The past – ahh my friend.
Funny thing for me is that as I wrote that I had a thought. I don’t look at my past as ugly. And although I’ve moved on – it’s still with me as little remnants of wisdom and some hurt.
I went on a date recently (I know OMG!) and this person asked me if I had any regrets. I thought for a moment and then I said NO.
He looked at me stunned “How is it possible you have no regrets?” and I said, “because it’s the past and every moment I have lived has given me a gift. Have I always been perfect? NOOOOO, I am human. Have I always made the right choices? NOOOO – I am human. But each experience has given me the gift of knowledge and understanding. Now believe me it usually takes me a while to figure it out, sometimes years and there are probably a few (that’s an understatement I’m sure!) that I have yet still to grasp. But I am truly grateful for every moment of my life.”
Because without those moments I would not have this one.

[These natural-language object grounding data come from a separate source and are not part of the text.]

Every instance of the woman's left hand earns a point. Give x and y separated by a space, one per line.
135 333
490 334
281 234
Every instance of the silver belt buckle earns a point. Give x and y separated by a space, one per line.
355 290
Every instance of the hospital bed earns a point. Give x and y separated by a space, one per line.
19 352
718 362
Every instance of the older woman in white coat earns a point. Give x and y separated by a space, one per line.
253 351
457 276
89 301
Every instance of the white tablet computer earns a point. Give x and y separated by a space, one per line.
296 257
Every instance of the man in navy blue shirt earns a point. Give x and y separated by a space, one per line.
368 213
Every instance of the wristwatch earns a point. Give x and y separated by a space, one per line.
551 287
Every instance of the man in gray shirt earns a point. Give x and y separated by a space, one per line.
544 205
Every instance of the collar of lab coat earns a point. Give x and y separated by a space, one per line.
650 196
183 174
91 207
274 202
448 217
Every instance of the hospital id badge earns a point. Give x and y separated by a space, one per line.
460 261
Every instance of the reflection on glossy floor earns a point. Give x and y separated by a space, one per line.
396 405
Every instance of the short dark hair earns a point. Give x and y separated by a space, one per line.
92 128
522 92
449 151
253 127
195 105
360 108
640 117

I realize that it may sound easy for me to say I have no regrets, especially if I was on the giving side of the hurt. So I am taking this moment to say I am sorry to each and every person I have ever hurt in this life and every person I’m probably going to hurt in the future. I truly am sorry – my heart has never meant to hurt you and I hope you can forgive my awkwardness at being a human. I am often opinionated and often passionate about my being right and knowing. And with that I know I have hurt some feelings and bruised some egos along the way.
In the last few years, I have come to realize I am ok with not knowing and that being right is only an opinion and I’ve grown weary of playing tug of war with the bag of truth.
I am taking this moment to say THANK YOU for giving me the opportunity to act out in way that showed me what I needed to see. I am forever grateful to each and every one of you.
I have forgiven myself of my past “failures” at being human and I have forgiven those who have “failed” me.
The most cathartic thing I have done in the last year was to write a book exposing my most inner thoughts and feelings. Allowing myself to share how I truly felt, instead of hiding behind the mask of the “got it all together girl.” Letting go of the hurt and the anger of the past and taking in the gift of the wisdom of it. Freeing myself of the hidden thoughts and words that I carried as wounds and replaced them with honor and love and gratitude.
In beginning to allow myself to be with the hurt and the fear instead of feeling shamed by it, pushing it deeper into the blackness of my soul, I have come to see it’s not as scary as I’ve made it out to be. There are lessons to be taken from them and used as I move to the future.
Last night I sat with anger and hurt and betrayal. We talked and explored each other until they realized I wasn’t any fun – so they left. I’m sure they’ll come back again, but I know each visit will be shorter and shorter.
There are people, places, things, times and events that I am still trying to glean the wisdom from, that still cause me suffering. But they soon will find their place of honor. I am a work in progress and I find acceptance in who I am.
I sincerely wish this for all of us. Because if we are to move into the future – we mustn’t forget our past, we cannot regret it. We must be grateful for it because it paved the way for the future.